Monday, January 14, 2013

Subdued Sublimation - Cold comes in many forms, I don't discrimiate



It’s nearly impossible to remove the opening days of the Winter season from the vibrant emotions attached to it. The anticipation that leaves you awake well beyond the last light. The love and passion that go into meticulously accumulating and arranging every last piece of gear you’ll want or need. And of course the release of indescribable joy when those first flakes of snow make the journey from under your feet up onto your face. A signal that another season has indeed begun.  A Baptism of sorts as we once again find purpose in why we are here.

I have a hard time remembering an October where I wasn’t trudging through the mud with fellow miscreants. Chasing promises of a freezing level that had dropped just low enough to give the illusion of snow on the highest of slopes. We would leave behind more base material than tracks in our wake, but still brought smiles back with us. Hints of things to come.

Wet, sloppy, and despertate in Squamish
Photo: Aaron Schwartz
Still it is very hard to ignore the realities of this situation. We were essentially torturing ourselves with the promise of snow, when we knew the reality of rock, slop, and blisters was all that awaited. I know why we did it, and I am in no way saying that I would never do it again. But this year I sought a change, something real, something that could serve to truly celebrate the coming Winter.

So as the first massive storms of the season churned across the Pacific and made landfall on the coast of British Columbia, I chose to wait for them not in the high alpine of the Coastal Range. Instead I packed up the car, put Whistler in the rearview and set my sites on the coast of Vancouver Island.

With only 24 hours to go until Whistler-Blackcomb was set to open the floodgates upon its slopes. I found myself pulling neoprene to skin, rubbing wax to resin, and paddling out to greet the first Winter storms on water rather than rock. 

Walking out to check the surf ,  cold cold surf
Photo: Alex Guiry
There was no illusion of something better to come as we had experienced on our past pre-season tours. The Fall swell was in full swing, and the waves were pumping. All the while we watched as the sky turned from grey to black, and opened up on us. The wind began to bite as the rain intensified, and the waves got cranked up right along with it. Winter was here, and even though we couldn’t see a flake of snow in sight, we knew it.

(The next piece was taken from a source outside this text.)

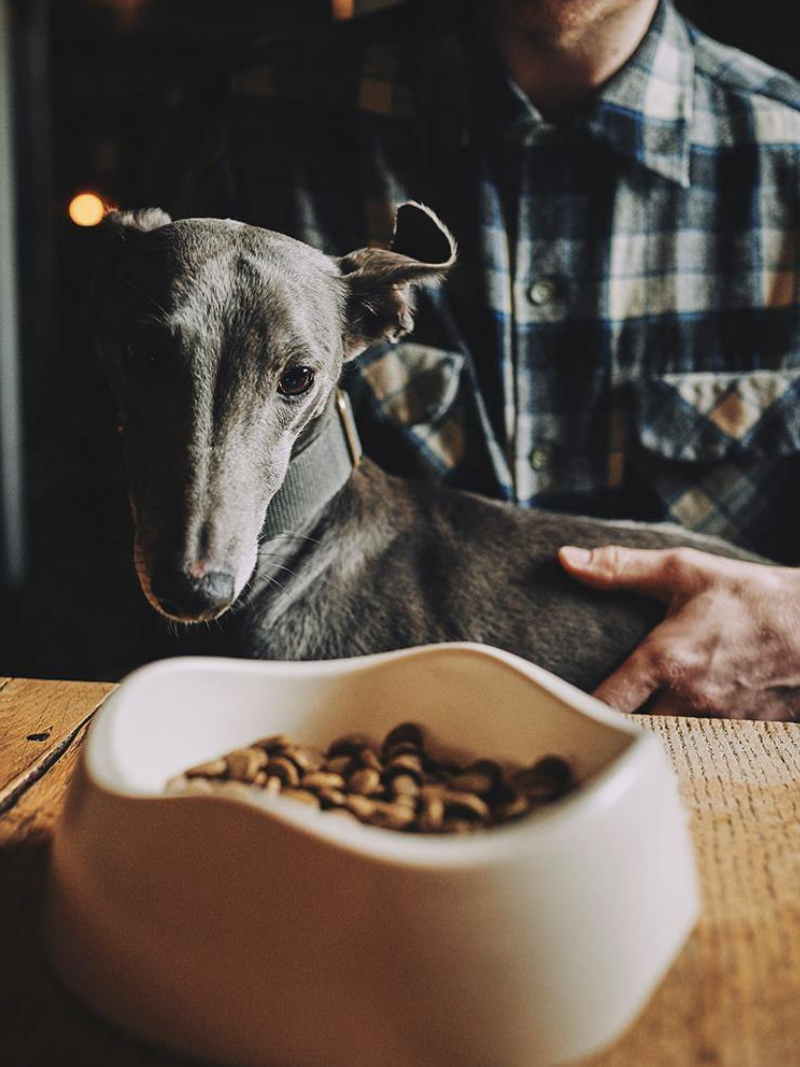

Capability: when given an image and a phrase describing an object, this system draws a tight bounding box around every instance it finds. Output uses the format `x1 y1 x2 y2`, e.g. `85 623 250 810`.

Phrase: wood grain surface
0 682 800 1067
0 679 114 812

Northwest waves, don't knock em' until you've tried em
Photo: Andrew Narkawitz
With every wave, every duck dive, and even every bail; frigid water washed over my face and with it the excitement in greeting a new season. Face shots had been replaced by cold buckets of PNW surf, but it was impossible to mistake that same feeling of cleansing as purpose was once again made clear. We were here to ride out the storm that Mother Nature had afforded us, and ride we would.

Less than 12 hours after stepping out of the water. I found myself having ridden the storm back to Whistler. Standing at the base of the mountain, surrounded by hundreds of like-minded riders, feeling the same icy rain continue to fall upon our shoulders, and watching as the first light broke on the 12/13 season.  It was finally on, and at the same time had already begun.